Flyer for 3-5-2015 CRG Forum
March 5, 2015

Gendering the Early American Marketplace: Slavery, Sexuality, and Trade

03.05.2015| 4:00 – 5:30 PM |  691 Barrows Hall

Female Soul Drivers, Lady Flesh Stealers, and She-Merchants in the American Slave Trade
Stephanie Jones-Rogers, Department of History

Conventional understandings of nineteenth-century American slave markets virtually erase white women from these commercial spaces. They appear as places hustling and bustling with nothing but white men and enslaved African Americans. White men transported the slaves to market. They were the individuals that went to the market to inspect and examine slaves, interrogate them about their pasts, and assess their suitability for the labor they would subsequently perform. They were the ones to prepare and expose them for sale and to auction them off.
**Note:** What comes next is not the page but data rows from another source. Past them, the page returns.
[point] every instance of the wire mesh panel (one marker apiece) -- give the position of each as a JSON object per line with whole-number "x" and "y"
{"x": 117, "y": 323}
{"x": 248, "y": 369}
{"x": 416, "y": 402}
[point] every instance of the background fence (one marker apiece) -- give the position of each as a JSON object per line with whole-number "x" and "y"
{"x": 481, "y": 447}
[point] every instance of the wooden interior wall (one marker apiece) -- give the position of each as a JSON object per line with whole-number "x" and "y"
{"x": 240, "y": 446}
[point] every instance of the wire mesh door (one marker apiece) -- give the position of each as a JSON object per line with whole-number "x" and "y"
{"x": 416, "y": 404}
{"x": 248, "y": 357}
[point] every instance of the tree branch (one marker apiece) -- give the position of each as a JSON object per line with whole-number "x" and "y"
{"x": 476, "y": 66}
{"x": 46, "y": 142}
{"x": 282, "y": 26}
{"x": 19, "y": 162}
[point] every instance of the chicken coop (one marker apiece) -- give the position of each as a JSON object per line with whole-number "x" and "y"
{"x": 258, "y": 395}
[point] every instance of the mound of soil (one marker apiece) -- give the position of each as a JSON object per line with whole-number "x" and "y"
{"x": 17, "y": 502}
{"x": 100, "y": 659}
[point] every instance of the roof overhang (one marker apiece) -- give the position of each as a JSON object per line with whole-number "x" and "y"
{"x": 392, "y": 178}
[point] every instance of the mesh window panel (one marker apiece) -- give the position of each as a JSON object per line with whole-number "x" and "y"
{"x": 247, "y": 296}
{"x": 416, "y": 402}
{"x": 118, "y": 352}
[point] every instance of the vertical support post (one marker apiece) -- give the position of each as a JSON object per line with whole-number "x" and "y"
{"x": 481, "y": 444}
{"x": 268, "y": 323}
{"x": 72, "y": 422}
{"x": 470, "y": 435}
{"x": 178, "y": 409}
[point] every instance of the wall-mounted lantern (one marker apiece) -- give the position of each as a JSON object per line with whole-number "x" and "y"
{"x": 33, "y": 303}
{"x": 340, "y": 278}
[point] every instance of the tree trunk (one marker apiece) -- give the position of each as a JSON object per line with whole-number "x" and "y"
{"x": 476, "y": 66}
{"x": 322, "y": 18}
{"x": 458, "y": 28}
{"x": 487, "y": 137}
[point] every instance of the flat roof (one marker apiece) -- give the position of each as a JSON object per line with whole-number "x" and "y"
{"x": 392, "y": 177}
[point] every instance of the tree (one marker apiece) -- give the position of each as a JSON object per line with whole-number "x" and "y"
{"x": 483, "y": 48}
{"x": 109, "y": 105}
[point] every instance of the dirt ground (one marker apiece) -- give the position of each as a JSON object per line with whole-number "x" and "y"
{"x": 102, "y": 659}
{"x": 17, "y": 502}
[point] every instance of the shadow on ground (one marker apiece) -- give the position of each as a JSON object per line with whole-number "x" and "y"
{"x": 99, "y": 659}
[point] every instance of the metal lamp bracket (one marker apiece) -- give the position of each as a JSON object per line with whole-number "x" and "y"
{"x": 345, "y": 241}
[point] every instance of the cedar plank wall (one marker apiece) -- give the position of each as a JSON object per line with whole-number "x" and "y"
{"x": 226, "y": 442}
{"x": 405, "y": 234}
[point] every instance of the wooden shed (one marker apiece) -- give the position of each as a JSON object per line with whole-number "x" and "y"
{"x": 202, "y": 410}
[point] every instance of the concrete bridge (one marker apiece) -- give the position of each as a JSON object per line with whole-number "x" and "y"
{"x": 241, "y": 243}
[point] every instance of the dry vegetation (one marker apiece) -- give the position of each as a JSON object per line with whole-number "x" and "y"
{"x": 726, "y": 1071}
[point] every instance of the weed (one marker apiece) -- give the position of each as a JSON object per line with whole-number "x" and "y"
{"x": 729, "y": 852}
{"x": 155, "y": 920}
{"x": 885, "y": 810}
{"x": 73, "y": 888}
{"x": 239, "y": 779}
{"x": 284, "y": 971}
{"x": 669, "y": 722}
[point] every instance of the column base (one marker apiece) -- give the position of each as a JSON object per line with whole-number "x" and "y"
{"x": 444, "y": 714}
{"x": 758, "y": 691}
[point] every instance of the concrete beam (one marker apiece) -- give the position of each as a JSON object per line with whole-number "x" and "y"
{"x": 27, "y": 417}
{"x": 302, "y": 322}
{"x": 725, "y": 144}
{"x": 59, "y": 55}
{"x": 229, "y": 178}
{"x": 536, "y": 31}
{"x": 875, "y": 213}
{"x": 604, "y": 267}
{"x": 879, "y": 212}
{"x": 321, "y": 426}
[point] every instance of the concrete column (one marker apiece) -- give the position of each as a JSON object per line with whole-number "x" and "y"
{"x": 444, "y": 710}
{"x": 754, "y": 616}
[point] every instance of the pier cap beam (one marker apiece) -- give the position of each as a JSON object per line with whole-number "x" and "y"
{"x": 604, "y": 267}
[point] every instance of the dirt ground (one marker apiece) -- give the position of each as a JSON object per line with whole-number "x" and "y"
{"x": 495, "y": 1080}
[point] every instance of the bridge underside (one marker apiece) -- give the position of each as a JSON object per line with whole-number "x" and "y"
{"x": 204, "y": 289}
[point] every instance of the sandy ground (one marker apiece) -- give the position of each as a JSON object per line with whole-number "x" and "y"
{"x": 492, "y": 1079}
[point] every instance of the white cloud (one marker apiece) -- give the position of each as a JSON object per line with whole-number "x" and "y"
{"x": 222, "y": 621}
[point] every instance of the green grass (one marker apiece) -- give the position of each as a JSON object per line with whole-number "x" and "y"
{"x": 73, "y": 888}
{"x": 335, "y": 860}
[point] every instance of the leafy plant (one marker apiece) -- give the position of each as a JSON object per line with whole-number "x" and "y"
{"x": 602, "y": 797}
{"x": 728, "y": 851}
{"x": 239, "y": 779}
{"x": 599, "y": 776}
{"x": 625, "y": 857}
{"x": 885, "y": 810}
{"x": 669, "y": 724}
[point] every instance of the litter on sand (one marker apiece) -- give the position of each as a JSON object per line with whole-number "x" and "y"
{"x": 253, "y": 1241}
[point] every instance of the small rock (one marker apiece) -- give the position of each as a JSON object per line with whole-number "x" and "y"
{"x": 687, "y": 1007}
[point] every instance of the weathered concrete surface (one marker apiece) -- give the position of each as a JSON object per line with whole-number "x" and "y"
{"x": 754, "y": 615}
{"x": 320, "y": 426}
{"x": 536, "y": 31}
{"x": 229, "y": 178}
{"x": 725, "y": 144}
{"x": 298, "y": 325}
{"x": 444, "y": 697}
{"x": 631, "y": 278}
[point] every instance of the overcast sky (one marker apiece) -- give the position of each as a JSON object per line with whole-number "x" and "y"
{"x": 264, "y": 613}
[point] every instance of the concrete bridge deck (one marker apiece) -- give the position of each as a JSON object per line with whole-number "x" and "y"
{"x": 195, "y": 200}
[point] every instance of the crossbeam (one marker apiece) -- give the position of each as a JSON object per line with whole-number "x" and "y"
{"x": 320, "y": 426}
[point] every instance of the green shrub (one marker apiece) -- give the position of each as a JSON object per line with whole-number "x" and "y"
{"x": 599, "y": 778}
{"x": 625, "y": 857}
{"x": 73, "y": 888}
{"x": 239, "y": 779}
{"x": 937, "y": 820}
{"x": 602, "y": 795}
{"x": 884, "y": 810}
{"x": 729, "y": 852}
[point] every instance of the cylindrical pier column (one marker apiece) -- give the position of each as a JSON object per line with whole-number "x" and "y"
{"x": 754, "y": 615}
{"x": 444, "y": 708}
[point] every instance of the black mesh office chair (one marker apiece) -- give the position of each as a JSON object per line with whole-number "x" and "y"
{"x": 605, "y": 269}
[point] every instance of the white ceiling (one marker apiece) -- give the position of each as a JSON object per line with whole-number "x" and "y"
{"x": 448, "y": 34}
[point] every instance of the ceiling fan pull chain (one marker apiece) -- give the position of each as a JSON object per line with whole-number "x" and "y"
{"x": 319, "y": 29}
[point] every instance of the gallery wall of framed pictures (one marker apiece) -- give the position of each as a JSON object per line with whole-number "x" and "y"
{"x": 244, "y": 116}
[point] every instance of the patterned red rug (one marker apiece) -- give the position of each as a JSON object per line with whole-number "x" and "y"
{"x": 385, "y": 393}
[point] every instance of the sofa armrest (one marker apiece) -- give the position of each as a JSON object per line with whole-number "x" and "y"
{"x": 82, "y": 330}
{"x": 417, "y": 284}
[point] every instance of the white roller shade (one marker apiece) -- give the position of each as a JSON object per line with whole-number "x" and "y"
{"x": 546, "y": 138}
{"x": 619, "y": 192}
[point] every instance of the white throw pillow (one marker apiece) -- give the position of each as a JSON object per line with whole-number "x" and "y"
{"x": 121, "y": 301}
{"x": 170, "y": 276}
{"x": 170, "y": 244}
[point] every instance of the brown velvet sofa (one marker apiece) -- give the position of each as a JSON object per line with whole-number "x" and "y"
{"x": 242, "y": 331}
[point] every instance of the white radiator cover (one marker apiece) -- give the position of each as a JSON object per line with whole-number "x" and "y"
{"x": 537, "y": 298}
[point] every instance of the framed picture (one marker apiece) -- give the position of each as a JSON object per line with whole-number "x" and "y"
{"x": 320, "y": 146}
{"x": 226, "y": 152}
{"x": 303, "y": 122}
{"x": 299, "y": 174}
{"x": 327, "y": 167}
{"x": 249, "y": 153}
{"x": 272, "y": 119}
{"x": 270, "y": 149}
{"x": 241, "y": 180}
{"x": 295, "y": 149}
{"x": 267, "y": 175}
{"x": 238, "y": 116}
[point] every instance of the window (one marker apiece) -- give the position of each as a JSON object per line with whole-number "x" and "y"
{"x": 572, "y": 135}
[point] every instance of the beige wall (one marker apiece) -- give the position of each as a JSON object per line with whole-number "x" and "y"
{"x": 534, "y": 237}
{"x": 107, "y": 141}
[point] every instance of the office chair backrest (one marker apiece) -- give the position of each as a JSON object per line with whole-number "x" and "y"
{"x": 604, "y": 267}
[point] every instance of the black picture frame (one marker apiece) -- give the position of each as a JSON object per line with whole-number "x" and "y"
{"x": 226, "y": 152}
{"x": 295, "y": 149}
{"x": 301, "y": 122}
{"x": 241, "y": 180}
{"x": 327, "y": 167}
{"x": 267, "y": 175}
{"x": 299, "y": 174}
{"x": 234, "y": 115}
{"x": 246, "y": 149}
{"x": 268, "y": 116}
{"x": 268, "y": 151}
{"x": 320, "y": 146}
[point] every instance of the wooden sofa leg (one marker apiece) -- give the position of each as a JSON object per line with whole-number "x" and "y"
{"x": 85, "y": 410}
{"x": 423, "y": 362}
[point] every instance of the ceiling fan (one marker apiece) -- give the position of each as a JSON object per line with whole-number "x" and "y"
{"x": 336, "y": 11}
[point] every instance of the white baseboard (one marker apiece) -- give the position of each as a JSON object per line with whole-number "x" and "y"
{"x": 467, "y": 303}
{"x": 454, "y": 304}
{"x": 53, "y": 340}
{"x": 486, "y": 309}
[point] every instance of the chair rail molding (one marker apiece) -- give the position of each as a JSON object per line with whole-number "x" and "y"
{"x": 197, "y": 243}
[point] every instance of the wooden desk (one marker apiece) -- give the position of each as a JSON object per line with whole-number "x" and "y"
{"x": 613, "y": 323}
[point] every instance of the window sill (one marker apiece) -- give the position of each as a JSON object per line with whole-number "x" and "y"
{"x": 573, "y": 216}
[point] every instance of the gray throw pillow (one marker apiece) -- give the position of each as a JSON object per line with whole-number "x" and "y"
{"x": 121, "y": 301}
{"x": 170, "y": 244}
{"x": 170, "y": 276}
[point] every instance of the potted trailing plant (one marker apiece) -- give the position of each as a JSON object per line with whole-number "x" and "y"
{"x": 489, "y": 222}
They were the ones to sell them or buy them and take them home. Yet slave markets were not off-limits to white women. Women were among the ordinary southerners who traversed and navigated the spaces in which traders, speculators, and brokers bought and sold human beings, separated families, and forced enslaved people to reconstruct their lives in new and unfamiliar places. They bought and sold slaves in these spaces and, even more than this, white women occasionally partnered with and worked for the men who were engaged in the slave trade in hopes of augmenting their personal wealth, too.

The talk highlights three groups of women who profited from their commercial ties to the nineteenth-century American slave trade. It examines the commercial activities of several female slave traders. It explores the experiences of women who owned establishments, like slave yards, that provided vital services to those engaged in the slave trade. And it reveals how female merchants, who were not directly involved in slave market activities, profited from the trade by offering their goods and services to the individuals who were. By paying close attention to these women’s pecuniary investments in the business of slavery, this paper helps to situate them firmly at the center of nineteenth-century America’s most significant and devastating system of economic exchange.


‘Ladies,’ Auctions, and the Gender of Value
Ellen Hartigan-O’Connor, Department of History, UC Davis

In 1816, businessmen in several American cities established new “Ladies’ Auction Rooms” dedicated to female bidders.  These enterprises immediately came under attack in the pages of local newspapers, which assailed them for promoting race-mixing and sexual danger.  Newspaper debates quickly escalated into full-blown political campaigns at the state and national level to tax auctions nearly out of existence.  These campaigns drew on longstanding suspicions that auctions were places of shady dealing and bad behavior.  They gained momentum as postcolonial protests, since many of the goods for sale at auction had been “dumped” there by British manufacturers immediately at the end of the War of 1812.  And they voiced emerging ideas about civic engagement in a free-trading world.  Yet an unexamined gender problem launched the auction wars of the 1820s.  The case of the Ladies’ Auction Rooms reveals Americans grappling with their profound discomfort over the question of value in a monetizing culture.  What was an object or a relationship worth?  How could people judge fair prices from foul when they were variable, rather than conventional?  And what were the broader implications for how people used economic institutions to negotiate intimate relationships?  This paper looks at the place of women’s work and women’s bodies in nineteenth-century auctions to investigate how ideas about gender shaped emerging understandings about the connection between value and price in the American marketplace.